Former Soviet leader Mikhail Gorbachev has lamented the US withdrawal from the Intermediate-Range Nuclear Forces Treaty, which he once signed with US counterpart Ronald Reagan, saying it would undermine international security.
The first and only president of the Soviet Union, Mikhail Gorbachev, said that by pulling out of the 1987 treaty, the US is dealing a potentially crushing blow not only to European security, but to the entire international security system.
“The termination of the treaty will hardly be beneficial for the international community, this move undermines security not only in Europe, but in the whole world,” Gorbachev, 88, told Interfax on Friday.
He said he had hoped that Washington would reverse its course and revise the decision it made in February. It did not, and instead finalized the withdrawal on Friday, six months after it put its implementation on hold, while accusing Russia of having developed a missile in violation of its terms.
Moscow has flatly denied the allegations, and instead blamed Washington for not sticking to the agreement. Russia sees the deployment of American anti-missile defense systems to Europe, which can be easily repurposed to fire intermediate-range nuclear missiles, as a violation of the treaty.
“There still were some hopes pinned on our partners, that, unfortunately, did not materialize. I think, now we all can see that a blow has been dealt to strategic security,” Gorbachev said.
This US move will cause uncertainty and chaotic development of international politics.
Gorbachev has firsthand knowledge of the particulars of the treaty, having signed it in 1987 together with then-US-president Ronald Reagan.
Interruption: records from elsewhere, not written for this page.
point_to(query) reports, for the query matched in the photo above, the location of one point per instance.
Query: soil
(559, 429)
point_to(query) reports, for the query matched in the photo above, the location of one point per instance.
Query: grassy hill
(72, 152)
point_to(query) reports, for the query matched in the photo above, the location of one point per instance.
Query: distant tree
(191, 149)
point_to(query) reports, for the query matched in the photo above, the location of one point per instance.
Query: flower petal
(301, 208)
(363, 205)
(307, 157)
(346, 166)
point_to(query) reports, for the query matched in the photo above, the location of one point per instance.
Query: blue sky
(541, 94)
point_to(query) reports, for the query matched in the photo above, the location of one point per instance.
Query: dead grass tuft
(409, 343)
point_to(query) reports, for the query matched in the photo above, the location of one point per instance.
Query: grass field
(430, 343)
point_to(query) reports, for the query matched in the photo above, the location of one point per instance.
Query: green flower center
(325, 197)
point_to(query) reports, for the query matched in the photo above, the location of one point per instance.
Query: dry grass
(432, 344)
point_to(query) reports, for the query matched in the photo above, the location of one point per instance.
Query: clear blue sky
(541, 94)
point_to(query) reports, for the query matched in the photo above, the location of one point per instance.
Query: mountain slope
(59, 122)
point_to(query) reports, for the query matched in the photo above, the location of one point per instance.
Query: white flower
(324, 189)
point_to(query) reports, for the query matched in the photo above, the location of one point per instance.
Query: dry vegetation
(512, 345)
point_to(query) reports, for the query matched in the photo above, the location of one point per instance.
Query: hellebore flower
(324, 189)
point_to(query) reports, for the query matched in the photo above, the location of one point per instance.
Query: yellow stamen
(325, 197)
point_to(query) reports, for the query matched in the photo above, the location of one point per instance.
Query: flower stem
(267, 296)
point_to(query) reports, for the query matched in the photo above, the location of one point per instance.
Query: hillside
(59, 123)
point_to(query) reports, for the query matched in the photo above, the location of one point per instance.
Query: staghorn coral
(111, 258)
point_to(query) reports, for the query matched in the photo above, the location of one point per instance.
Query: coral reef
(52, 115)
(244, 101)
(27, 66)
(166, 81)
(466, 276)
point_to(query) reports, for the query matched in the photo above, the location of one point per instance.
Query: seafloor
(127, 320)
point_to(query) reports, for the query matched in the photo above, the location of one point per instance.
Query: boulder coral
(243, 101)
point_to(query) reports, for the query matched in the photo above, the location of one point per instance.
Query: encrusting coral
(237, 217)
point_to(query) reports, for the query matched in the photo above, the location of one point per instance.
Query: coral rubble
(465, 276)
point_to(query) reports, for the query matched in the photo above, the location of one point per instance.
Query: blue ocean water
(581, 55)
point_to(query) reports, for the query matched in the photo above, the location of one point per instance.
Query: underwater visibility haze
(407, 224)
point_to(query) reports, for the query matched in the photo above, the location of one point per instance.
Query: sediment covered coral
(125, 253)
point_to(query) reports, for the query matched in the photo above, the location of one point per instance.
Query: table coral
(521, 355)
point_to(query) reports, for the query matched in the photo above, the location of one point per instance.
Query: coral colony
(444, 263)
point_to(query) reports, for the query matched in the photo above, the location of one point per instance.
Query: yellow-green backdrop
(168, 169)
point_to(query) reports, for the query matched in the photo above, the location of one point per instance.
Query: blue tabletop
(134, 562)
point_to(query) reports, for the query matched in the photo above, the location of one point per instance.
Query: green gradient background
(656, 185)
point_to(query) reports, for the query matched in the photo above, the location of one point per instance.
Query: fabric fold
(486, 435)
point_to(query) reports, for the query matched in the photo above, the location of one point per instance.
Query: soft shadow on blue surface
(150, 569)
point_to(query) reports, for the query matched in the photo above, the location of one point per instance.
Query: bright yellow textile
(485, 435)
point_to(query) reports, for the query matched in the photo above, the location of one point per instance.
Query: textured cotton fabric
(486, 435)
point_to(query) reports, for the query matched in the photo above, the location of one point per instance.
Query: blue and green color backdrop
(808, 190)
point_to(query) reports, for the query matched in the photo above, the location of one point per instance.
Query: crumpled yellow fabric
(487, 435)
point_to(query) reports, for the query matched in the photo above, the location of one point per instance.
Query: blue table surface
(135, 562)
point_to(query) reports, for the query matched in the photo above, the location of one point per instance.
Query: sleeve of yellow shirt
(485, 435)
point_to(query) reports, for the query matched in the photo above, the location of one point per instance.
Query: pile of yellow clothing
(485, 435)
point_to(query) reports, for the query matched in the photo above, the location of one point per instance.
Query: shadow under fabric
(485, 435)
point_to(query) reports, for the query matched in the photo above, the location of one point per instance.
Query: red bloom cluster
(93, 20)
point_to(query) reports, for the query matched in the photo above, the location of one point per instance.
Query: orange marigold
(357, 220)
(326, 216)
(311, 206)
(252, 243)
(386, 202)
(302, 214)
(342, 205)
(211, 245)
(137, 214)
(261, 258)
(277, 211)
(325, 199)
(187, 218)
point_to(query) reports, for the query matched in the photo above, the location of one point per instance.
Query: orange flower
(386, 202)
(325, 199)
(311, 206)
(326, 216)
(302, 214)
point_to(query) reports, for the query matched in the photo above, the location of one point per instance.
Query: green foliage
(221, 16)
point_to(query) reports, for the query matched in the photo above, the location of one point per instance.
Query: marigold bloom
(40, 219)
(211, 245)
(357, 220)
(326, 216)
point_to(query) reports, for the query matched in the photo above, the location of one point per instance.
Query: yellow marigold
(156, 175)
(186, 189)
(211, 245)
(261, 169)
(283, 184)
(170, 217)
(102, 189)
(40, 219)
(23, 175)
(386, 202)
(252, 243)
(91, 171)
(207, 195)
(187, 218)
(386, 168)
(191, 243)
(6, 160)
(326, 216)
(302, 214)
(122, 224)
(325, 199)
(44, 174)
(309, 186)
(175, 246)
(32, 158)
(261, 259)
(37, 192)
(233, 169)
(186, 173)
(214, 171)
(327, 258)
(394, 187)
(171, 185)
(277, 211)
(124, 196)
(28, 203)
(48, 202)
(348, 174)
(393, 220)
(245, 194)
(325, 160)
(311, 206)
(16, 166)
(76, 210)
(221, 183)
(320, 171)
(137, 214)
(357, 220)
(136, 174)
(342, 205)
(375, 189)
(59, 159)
The agreement banned the development, production, or deployment of land-based and cruise missiles with ranges between 500km and 5,500km.
US president Ronald Reagan and Soviet leader Mikhail Gorbachev sign the Intermediate-Range Nuclear Forces (INF) Treaty in the White House in Washington D.C., December 8, 1987 © Xinhua / ZUMA Press/ Global Look Press
With the INF Treaty no longer there to underpin the post-Cold-War European security architecture, another important pillar of the nuclear non-proliferation system is hanging in the balance, with Washington now expected to end the New START treaty. The agreement signed in 2011 was aimed at curtailing the US’ and Russia’s vast nuclear arsenals by a third by capping the numbers of various weapons.
On Tuesday, US National Security Advisor John Bolton said that the treaty, which he called “flawed,” is unlikely to be extended after it expires in 2021, while Trump said that he wants to “make a deal” with Russia that would include “some kinds of arms control,” but failed to elaborate.
Gorbachev called on all parties to “focus on the preservation of the last pillar of the global strategic security,” the fate of which has been made “uncertain” by Washington’s statements.